With nuclear projects taking years to build, and coal plants being decommissioned in favor of cleaner natural gas plants, natural gas will have to bear the primary energy load for the foreseeable future.
Given this, we have added another free cash flow-generative natural gas producer with long-lived reserves and less hedging than CNX. Instead of share repurchases, FMT is insisting the company start to balance sheet bitcoin for flexibility, which should give them vast future advantages over their peers.
Meanwhile, demand for energy is exploding. Bitcoin’s electricity consumption in the U.S. has doubled since 2019 to 10–11 gigawatts (roughly half from non-renewable sources). Elon Musk predicts that gas cars will become obsolete, replaced by at least 20 million EVs providing autonomous robotaxi services—all of which will need to charge on a grid that is already strained and poorly upgraded.
For context, a single gigawatt of electricity can power a mid-size U.S. city, such as Grand Rapids, Michigan, or Sacramento, California. Jevons Paradox is alive and well.
Our energy demands are simply voracious, with no end in sight, and we’re well positioned for further gains.
The GSEs
The path is clear for a smooth transition of Fannie Mae and Freddie Mac back into the sole hands of private shareholders. FMT believes this will occur through administrative action—because it can, and therefore likely will. This presents a strong potential for substantial additional gains.
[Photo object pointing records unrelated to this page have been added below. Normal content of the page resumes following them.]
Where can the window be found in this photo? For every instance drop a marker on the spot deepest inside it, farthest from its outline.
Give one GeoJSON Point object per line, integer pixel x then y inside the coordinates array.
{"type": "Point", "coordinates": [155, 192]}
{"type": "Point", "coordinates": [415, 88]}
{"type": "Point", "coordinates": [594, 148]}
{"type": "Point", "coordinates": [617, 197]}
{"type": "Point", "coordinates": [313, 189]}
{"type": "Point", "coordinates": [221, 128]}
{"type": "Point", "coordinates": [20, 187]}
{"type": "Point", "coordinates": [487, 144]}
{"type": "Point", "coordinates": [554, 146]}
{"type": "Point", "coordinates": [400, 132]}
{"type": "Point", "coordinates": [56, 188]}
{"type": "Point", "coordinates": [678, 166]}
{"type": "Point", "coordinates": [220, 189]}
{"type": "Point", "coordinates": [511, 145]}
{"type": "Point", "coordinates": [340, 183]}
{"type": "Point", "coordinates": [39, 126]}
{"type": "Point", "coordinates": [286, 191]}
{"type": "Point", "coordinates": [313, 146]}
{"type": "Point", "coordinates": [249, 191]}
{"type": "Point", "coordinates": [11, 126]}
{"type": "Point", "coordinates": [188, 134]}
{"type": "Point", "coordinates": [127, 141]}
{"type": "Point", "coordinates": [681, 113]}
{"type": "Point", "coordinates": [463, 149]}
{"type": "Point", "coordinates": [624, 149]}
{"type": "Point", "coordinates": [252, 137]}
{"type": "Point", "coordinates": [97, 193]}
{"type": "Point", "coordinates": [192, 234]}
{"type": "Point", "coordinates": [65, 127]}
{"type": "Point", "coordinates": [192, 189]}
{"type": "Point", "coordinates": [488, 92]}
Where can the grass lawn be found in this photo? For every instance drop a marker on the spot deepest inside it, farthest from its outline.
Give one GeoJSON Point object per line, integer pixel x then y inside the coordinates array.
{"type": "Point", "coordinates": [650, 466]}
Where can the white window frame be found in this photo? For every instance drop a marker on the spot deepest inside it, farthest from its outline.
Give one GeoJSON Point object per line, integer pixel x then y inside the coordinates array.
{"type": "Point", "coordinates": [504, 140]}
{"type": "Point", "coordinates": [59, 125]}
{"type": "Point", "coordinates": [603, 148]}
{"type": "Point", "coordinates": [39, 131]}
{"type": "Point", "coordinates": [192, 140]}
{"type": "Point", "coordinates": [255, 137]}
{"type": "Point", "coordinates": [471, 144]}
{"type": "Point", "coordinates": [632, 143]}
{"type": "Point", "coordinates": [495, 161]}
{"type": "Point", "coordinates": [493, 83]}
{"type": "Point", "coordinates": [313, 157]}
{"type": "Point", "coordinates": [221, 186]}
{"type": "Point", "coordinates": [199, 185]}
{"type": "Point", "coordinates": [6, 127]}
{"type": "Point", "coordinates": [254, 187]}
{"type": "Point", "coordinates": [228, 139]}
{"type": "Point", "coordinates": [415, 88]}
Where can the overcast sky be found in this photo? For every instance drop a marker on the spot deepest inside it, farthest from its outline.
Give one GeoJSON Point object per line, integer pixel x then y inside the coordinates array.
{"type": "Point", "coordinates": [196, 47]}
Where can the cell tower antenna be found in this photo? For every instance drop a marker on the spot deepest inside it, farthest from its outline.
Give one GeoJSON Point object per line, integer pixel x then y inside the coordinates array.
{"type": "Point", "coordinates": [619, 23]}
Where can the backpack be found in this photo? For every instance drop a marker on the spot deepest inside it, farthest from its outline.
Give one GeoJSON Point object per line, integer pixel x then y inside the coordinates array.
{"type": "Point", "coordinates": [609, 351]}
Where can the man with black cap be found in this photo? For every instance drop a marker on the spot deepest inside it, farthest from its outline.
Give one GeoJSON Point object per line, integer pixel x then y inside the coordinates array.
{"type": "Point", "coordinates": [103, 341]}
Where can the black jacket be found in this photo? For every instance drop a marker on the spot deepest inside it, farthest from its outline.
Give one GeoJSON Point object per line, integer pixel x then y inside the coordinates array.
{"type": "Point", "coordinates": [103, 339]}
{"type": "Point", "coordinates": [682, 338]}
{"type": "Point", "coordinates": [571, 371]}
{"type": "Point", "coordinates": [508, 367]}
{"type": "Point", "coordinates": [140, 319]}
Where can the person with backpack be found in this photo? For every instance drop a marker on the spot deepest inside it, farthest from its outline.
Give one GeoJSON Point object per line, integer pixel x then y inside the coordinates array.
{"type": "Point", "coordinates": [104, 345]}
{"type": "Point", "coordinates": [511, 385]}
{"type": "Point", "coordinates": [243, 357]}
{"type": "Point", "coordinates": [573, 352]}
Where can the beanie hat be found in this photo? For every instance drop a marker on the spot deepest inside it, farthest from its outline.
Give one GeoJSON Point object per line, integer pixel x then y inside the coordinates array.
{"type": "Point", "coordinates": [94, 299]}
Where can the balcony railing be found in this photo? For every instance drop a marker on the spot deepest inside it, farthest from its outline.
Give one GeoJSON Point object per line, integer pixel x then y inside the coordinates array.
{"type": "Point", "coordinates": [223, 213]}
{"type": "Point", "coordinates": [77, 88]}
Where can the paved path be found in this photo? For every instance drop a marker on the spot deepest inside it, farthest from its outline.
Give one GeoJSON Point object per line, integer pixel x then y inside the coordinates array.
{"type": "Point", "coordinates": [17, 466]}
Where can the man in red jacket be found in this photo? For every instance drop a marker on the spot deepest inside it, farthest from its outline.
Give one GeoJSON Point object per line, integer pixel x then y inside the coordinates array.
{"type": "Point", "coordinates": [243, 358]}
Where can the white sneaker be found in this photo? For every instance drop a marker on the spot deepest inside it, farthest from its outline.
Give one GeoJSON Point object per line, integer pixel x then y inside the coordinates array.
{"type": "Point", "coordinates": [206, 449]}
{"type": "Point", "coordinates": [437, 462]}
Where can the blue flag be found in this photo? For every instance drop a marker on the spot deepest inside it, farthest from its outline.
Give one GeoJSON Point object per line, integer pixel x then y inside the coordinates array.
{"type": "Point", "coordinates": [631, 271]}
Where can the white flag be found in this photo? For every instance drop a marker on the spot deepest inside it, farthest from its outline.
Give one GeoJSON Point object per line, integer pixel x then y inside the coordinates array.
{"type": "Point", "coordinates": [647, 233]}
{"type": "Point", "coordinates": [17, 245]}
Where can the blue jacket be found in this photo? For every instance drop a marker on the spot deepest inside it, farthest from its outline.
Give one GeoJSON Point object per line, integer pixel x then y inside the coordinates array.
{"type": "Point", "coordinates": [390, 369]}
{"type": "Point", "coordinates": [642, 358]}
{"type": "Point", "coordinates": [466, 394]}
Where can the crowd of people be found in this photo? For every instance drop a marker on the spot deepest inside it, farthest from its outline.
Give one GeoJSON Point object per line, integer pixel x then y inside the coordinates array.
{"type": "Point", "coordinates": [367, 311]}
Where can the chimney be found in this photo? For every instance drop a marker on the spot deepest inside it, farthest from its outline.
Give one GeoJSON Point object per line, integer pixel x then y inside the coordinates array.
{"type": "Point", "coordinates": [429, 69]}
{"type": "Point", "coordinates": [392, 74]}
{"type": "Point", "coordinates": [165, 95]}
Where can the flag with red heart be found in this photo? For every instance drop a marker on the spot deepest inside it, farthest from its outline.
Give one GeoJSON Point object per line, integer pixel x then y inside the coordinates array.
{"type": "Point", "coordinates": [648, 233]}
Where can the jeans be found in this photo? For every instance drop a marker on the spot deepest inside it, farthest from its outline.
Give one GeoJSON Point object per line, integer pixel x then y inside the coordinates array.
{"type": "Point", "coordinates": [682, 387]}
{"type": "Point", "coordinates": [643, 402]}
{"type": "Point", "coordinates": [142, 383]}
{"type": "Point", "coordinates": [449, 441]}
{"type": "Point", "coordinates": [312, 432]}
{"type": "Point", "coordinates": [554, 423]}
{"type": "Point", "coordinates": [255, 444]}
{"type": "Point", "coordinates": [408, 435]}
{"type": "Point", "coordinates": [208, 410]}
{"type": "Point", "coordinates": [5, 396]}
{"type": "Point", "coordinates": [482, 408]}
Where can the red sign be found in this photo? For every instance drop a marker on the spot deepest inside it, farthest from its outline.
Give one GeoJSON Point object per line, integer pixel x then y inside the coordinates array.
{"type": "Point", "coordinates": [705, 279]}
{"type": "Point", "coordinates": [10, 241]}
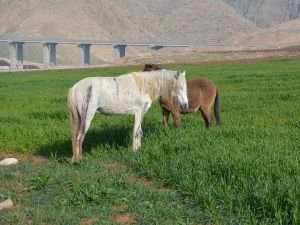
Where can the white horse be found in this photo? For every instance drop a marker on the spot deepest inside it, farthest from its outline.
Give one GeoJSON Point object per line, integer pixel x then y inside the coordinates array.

Such a move could also greatly benefit the housing market by narrowing interest rate spreads for homebuyers by 75 basis points or more. The outlook appears favorable for all Americans and supportive of private property rights.
Chinese Businesses
Since I last wrote about undervalued Chinese stocks, I’ll simply say that everything is moving in the right direction since our recent stakes. As anticipated, Chinese citizens are beginning to shift their wealth into one of the only convex areas available to them: Chinese equities. I can’t think of a better-positioned equity market for the future, and our exposure also happens to offer one of the best long-term, uncorrelated connections to bitcoin imaginable.